Other gifts, though, are utterly without precedent and come from nowhere, arriving without warning but usually at the right time. In Victoria this year, at the closing night party, I was just sitting at a table when suddenly an audience member walked up to my table, set down an awkwardly shaped package in a plastic grocery bag, and walked away quickly, like a thin, clean-shaven Santa Claus caught in the act. I have never been good about waiting to open presents, so even while he was walking away I was already tearing into it. There was a tin of homemade almond roca and a candy thermometer.
I was kind of flabbergasted for 2 seconds, and then remembered a conversation we had had a few nights before, there at the Fringe club, when I had shared the last few pieces of fudge with him and his friend, and mentioned that I make fudge by guesswork, not having a candy thermometer to work with. He said that he loved making candy and was really good with almond roca. “Oh my god, that’s my favorite!” I had exclaimed and we had a little foodie orgasm moment together, and then the swirl of Fringe club festivities started up and we went back to our individual tables and that was that.
Except it wasn’t. I was pretty stunned. He remembered our conversation, and made a batch of the almond roca, and tied it all up with two kinds of pretty ribbon, and lugged it around all day, and when I ran over and hugged him, his smile of pure joy was beautiful to see. And I felt loved and heard and someone remembers me and thinks about me and what I might like.
(Free fish and chips, thank you, sir!)
Gifts aren’t things we need, necessarily; they are things that give us pleasure, and on tour, I don’t know what that’s going to be until it happens. In Winnipeg I stood in line and chatted for 10 minutes with an audience member at the King’s Head; he freely admitted that he had never seen one of my shows, but he admired the presence I made at the Fringe, and when the line finally reached the register, he told the bartender, “I’m paying for her, whatever it is.” (Free fish and chips, thank you, sir!)
A Calgary friend/fan is studying drawing and painting media, and had made it his project over the course of the year to render photos of all of his FB friends into drawings or paintings. He saved me for last, and when he came to my show this year, he brought a watercolor rendition, carefully sealed in plastic, of my slut (r)evolution photo. The time that went into that, my god!
In Victoria last year, when I was chatting with someone in a line-up and mentioned that I would be doing slut (r)evolution there the following year, he said, “Oh my god, I have a button that you totally need to have!” Inwardly I shrugged; no promises on the sidewalk and I’ll believe it when I see it. But three days later, when I saw him again in another line-up, he reached into his pocket and pulled out a pin that read Macho Slut. He had received it in the press kit for Macho Slut back when Patrick Califia released the book back in 1988. The button is a bona fide collectible. And he remembered and wanted me to have it.

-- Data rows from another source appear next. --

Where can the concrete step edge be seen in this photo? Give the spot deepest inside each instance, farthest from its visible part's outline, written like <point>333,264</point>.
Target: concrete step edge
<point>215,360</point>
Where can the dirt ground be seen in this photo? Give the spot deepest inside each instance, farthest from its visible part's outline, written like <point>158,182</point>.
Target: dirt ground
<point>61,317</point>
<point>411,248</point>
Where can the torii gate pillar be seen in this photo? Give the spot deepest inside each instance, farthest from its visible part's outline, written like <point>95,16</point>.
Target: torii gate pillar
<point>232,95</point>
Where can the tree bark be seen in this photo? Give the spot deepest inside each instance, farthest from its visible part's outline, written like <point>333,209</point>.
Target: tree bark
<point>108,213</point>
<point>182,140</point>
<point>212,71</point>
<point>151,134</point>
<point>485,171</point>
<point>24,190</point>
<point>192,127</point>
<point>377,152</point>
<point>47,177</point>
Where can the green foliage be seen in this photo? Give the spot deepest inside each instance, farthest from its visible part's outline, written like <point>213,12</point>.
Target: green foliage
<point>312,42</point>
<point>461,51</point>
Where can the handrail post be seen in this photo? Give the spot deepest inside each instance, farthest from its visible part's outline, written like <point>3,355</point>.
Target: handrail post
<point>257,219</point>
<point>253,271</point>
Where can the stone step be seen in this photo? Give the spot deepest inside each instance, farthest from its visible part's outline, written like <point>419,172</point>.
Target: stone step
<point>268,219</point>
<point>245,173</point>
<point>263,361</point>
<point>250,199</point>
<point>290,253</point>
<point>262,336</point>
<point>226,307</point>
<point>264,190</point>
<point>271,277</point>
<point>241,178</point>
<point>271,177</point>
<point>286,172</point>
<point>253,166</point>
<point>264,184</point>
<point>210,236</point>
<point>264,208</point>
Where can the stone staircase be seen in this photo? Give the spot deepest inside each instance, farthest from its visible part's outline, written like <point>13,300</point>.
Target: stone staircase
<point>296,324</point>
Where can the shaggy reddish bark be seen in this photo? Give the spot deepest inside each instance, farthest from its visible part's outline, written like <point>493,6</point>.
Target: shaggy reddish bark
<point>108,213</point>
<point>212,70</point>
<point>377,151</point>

I’ve gotten books of poetry, novels, cookies, flowers. In Calgary this year, one of my favorite patrons gave me a fantastic word game, Bananagrams, played it with me in the artists’ lounge for nearly two hours, and then told me I really brought out her “inner whore”.

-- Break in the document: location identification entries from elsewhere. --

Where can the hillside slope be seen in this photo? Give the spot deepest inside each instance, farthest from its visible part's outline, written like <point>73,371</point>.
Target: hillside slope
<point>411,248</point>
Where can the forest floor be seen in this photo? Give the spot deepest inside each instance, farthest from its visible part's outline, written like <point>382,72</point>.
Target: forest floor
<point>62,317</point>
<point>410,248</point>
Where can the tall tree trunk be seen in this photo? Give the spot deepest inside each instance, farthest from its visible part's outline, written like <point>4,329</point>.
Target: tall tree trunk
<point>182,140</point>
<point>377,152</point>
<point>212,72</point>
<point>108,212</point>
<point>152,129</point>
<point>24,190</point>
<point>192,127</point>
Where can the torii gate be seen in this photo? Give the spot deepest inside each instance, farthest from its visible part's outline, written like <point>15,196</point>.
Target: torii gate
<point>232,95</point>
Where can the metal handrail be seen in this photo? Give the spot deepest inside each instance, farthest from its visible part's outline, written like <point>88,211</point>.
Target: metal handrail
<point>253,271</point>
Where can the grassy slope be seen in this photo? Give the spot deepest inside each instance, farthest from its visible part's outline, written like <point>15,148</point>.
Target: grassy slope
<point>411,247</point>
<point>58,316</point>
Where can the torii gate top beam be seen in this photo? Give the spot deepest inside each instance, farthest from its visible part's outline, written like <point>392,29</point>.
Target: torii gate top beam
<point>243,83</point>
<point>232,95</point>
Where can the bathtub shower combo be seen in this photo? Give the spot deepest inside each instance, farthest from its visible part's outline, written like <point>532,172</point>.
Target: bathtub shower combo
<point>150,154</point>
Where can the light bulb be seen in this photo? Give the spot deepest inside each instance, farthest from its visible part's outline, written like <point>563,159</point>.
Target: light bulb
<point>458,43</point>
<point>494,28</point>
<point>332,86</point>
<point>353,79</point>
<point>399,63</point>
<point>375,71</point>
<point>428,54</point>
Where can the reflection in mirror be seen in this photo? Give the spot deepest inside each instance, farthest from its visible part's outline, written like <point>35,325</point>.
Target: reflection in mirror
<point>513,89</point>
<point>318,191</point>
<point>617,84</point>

See, that’s actually the real gift. That’s the part that I love, not the physical token, but the tag that accompanies it, a tag, written or verbal, that tells you why they’re giving it to you. In Winnipeg, someone handed me a card with a $5 Starbucks gift card. Coffee is great, but what she wrote was better: “My boyfriend and I have been having sexual problems for years. After we went to your show (power | play), we had some kind of breakthrough and now we’re doing better than we’ve done in a long time. The card isn’t enough, but we wanted to let you know.”
I don’t think you can write a thank-you note for a thank-you note, because that would get really circular really fast, but yeah. I don’t need to be thanked, but I need to know that I’m making a difference. So… thank you.